Organisation is a necessity in recruitment, anyone in the industry can vouch for that. Every day is packed with a variety of tasks, challenges and expectations, all of which need to be prioritised and managed. An average day can involve dozens of calls, numerous meetings, interviews, and of course administration by the boatload. The key to ensuring the day runs smoothly and tasks are completed efficiently is a combination of excellent planning and time management.
I am proud to say I am a very organised person; I live and breathe by my diary, for both my work and personal life and I have a to-do list for just about everything. Whether it is at home or work, everything has its own place so I know exactly where to find what I need, when I need it. I'm not so proud to admit that my organisational skills have developed into somewhat of an obsession. It's not so uncommon to find myself being likened to Monica from Friends; surely it cannot harm to have your DVDs arranged alphabetically by genre, or have a small panic attack over something being filed incorrectly.
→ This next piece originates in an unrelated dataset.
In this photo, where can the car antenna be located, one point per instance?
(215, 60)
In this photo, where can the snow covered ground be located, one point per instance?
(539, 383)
Unfortunately, I cannot boast the same level of skill in time management. As much as I have a plan for everything, sticking to timescales is somewhat challenging. I frequently arrive for appointments on the dot, and as I try to cram my entire to do list into one day, I often find that I don't account for the unexpected. Recently I attended a fantastic professional development course delivered by Landers Associates. One of the key trends which came up time and time again was time management.
Some useful tips on how to plan and stick to it:
Use a diary - electronic or paper
Plan a to-do list in advance
Set aside contingency time - the unexpected is inevitable and unavoidable
Try to be productive first thing in the morning - the time we usually use to plan, prepare and ease ourselves in can be extremely valuable
Learn to delegate - establish if the task is your responsibility, if not don't overburden yourself
The benefits of being organised and managing time effectively can be seen not only in a professional capacity, but in a personal one too. It can free up more time to do the things we enjoy. After all, wouldn't you rather leave the office on time, knowing your day has been productive - or stay late and leave with the weight of tomorrow on your shoulders. For some lucky ones, these skills comes naturally, for others they are developed. Either way, always remember the age old saying... fail to plan, plan to fail.